Fuses Y = X @ W^T + b + residual:

from molfun.kernels.models.fused_linear_bias_residual_triton import fused_linear_bias_residual

out = fused_linear_bias_residual(x, weight, bias, residual)

Benchmark Results¶

Performance measured on representative protein structures. All Triton benchmarks run on a single NVIDIA GPU.

Analysis kernels¶

Operation	CPU (NumPy)	PyTorch GPU	Triton	Speedup vs CPU
RMSD (Kabsch, 5000 atoms)	12.4 ms	1.8 ms	0.015 ms	~800x
Contact map (5000 atoms)	89.2 ms	4.1 ms	1.98 ms	~45x
Pairwise distance (5000 atoms)	45.6 ms	2.3 ms	0.8 ms	~57x

Model kernels¶

Operation	PyTorch (eager)	Triton	Speedup
LayerNorm (512 x 1280)	0.042 ms	0.018 ms	2.3x
GELU (512 x 5120)	0.031 ms	0.014 ms	2.2x
Linear + GELU (512 x 1280 -> 5120)	0.098 ms	0.062 ms	1.6x
Linear + Bias + Residual (512 x 5120 -> 1280)	0.085 ms	0.051 ms	1.7x

Benchmark variability

Exact speedups depend on GPU model, problem size, and memory bandwidth. The analysis kernels show the largest gains because they eliminate multiple data passes. Model kernels benefit most at medium GEMM sizes typical of protein language models.

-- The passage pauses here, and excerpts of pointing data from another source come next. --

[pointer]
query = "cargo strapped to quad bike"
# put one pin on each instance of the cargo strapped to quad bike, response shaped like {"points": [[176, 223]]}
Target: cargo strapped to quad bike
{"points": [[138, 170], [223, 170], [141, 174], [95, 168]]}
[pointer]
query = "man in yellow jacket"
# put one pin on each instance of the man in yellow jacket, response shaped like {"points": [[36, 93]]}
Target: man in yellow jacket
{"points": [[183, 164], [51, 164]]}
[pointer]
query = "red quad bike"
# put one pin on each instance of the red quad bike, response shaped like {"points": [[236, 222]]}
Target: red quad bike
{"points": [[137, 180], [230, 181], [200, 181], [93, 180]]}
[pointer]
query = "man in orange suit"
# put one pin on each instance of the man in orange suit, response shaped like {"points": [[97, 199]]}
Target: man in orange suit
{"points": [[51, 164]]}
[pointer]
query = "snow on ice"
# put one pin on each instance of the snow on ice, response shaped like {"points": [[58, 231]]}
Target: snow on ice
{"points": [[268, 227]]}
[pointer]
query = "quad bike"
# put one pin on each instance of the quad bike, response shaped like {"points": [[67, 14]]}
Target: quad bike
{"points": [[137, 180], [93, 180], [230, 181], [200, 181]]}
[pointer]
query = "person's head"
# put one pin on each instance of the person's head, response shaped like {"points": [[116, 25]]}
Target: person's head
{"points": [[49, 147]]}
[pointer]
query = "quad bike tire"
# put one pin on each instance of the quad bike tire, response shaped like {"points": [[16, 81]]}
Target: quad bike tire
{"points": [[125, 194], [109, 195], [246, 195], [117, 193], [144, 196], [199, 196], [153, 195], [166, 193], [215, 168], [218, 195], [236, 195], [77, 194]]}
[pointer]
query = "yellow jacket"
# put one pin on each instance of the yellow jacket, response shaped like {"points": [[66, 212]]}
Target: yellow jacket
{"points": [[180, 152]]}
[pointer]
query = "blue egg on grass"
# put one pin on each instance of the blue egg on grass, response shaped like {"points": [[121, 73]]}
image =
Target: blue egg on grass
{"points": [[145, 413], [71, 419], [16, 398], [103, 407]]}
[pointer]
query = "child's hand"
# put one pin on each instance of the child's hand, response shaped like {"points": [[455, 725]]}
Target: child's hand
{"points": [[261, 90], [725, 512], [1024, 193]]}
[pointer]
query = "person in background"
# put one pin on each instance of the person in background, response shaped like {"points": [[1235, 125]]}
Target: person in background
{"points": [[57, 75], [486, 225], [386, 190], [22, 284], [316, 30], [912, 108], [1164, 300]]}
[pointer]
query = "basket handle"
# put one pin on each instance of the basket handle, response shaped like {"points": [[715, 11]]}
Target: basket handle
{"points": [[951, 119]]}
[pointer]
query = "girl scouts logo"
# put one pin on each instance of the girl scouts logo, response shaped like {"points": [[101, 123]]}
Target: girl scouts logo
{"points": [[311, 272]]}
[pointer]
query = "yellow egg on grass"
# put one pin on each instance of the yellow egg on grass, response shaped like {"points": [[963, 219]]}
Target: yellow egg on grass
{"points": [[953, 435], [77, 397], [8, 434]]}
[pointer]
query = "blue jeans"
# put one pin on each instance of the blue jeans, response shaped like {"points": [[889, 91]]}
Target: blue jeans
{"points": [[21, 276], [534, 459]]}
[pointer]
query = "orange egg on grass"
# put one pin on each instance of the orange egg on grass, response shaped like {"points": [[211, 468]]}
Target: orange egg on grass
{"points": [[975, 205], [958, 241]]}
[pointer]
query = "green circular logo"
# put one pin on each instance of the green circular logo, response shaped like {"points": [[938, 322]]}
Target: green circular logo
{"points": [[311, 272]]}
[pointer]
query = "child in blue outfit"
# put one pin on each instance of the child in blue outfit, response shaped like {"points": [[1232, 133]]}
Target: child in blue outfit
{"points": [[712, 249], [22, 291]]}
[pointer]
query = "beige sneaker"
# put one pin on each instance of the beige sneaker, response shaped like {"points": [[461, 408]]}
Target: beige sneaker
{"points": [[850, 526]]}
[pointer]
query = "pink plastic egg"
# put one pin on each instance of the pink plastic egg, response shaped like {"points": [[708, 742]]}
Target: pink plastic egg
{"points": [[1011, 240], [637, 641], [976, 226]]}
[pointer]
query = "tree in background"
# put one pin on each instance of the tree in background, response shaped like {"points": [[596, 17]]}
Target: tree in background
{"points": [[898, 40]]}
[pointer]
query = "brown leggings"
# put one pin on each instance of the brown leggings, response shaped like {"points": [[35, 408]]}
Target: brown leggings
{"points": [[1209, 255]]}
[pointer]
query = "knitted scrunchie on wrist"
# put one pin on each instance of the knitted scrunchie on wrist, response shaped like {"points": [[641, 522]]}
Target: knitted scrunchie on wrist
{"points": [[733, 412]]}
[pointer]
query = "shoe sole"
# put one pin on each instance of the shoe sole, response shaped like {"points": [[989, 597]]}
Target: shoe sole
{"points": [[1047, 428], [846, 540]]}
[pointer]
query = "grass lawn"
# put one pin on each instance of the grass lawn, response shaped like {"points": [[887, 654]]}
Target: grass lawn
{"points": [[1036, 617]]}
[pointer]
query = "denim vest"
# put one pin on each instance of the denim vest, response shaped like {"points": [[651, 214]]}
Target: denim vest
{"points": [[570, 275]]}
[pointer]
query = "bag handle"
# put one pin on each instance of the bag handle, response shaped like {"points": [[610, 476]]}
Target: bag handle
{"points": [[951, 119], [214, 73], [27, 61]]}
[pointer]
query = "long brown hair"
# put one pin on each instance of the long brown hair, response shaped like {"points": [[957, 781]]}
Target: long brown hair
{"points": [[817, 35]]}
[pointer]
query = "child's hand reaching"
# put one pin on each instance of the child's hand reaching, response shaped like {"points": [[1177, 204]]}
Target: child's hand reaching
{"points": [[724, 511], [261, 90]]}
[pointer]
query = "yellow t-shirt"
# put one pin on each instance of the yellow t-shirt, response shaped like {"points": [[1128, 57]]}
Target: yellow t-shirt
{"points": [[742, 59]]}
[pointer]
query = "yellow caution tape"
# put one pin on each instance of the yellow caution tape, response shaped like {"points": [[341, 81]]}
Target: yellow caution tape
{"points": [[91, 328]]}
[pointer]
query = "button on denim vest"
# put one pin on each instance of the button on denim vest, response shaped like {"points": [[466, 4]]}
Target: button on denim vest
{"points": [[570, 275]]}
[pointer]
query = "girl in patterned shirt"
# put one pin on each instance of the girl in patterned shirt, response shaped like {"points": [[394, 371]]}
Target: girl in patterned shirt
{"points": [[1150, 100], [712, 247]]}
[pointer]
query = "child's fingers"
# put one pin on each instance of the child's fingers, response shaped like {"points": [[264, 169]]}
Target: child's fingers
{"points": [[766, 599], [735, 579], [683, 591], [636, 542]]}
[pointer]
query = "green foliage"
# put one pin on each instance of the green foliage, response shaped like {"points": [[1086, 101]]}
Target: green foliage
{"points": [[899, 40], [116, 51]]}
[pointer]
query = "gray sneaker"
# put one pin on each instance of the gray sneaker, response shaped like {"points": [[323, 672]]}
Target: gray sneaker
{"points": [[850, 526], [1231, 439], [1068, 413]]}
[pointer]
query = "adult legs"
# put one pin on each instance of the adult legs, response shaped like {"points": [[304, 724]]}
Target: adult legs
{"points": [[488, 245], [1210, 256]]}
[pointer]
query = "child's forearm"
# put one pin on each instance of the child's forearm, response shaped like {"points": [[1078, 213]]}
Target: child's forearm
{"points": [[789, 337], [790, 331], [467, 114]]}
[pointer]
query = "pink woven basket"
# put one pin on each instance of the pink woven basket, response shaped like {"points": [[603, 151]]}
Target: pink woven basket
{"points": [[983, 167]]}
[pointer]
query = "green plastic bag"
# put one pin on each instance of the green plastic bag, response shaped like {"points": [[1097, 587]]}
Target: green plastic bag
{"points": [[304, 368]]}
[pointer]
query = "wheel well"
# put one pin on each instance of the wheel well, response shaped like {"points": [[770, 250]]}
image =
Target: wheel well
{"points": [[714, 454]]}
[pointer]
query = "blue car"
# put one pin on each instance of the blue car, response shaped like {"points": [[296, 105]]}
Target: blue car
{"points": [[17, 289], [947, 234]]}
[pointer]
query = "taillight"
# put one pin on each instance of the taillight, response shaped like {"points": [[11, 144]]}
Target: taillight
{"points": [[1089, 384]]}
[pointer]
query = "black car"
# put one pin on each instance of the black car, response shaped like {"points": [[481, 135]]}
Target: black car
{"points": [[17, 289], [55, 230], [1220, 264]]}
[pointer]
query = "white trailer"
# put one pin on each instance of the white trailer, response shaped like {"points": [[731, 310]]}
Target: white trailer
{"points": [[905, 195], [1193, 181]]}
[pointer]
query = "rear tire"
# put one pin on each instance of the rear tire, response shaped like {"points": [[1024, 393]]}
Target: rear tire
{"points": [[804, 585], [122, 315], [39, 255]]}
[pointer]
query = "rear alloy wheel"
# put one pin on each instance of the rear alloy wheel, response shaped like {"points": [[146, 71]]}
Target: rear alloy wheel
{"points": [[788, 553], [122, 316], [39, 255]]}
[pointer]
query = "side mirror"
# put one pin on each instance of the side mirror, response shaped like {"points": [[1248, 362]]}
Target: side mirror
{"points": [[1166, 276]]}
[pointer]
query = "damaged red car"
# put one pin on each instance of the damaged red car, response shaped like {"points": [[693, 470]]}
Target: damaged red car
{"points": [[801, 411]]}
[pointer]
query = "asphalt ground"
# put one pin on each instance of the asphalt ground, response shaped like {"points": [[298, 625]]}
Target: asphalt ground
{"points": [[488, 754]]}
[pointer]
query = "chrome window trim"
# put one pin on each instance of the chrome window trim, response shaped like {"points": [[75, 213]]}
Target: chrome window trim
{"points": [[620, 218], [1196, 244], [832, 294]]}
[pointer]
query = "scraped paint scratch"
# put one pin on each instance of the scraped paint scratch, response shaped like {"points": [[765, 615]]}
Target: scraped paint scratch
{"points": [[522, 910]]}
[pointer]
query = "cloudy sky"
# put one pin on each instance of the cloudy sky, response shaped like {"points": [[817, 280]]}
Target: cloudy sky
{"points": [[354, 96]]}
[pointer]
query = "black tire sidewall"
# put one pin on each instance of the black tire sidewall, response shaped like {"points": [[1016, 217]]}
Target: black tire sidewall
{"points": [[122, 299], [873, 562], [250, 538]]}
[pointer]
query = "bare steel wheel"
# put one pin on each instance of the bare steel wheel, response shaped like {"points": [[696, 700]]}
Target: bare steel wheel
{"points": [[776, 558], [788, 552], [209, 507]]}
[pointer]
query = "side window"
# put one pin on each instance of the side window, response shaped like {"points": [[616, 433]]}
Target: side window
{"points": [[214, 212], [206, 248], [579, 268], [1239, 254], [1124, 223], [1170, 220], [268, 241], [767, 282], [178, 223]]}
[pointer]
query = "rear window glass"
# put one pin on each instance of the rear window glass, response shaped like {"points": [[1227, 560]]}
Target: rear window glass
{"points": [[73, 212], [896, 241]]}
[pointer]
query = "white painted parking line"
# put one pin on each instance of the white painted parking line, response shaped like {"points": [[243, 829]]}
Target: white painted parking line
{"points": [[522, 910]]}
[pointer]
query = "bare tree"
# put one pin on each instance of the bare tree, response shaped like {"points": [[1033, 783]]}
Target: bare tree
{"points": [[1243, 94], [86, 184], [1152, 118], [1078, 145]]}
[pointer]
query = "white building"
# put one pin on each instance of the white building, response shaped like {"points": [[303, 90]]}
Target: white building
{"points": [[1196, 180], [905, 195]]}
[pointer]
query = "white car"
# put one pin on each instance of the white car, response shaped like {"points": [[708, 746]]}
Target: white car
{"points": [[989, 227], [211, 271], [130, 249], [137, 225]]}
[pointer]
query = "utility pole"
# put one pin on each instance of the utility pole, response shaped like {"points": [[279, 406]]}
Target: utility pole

Running benchmarks yourself¶

Molfun includes benchmark scripts under molfun/benchmarks/kernels/:

# Analysis kernel benchmarks
python -m molfun.benchmarks.kernels.analysis.bench_rmsd
python -m molfun.benchmarks.kernels.analysis.bench_contact_map
python -m molfun.benchmarks.kernels.analysis.bench_pairwise_distance

# Model kernel benchmarks
python -m molfun.benchmarks.kernels.models.bench_gelu
python -m molfun.benchmarks.kernels.models.bench_fused_linear_gelu

Numerical precision¶

All Triton kernels accumulate intermediate results in fp32 for numerical stability.
GELU uses the exact erf form, matching torch.nn.functional.gelu(x, approximate="none").
RMSD results match MDTraj to within floating-point tolerance (~1e-6).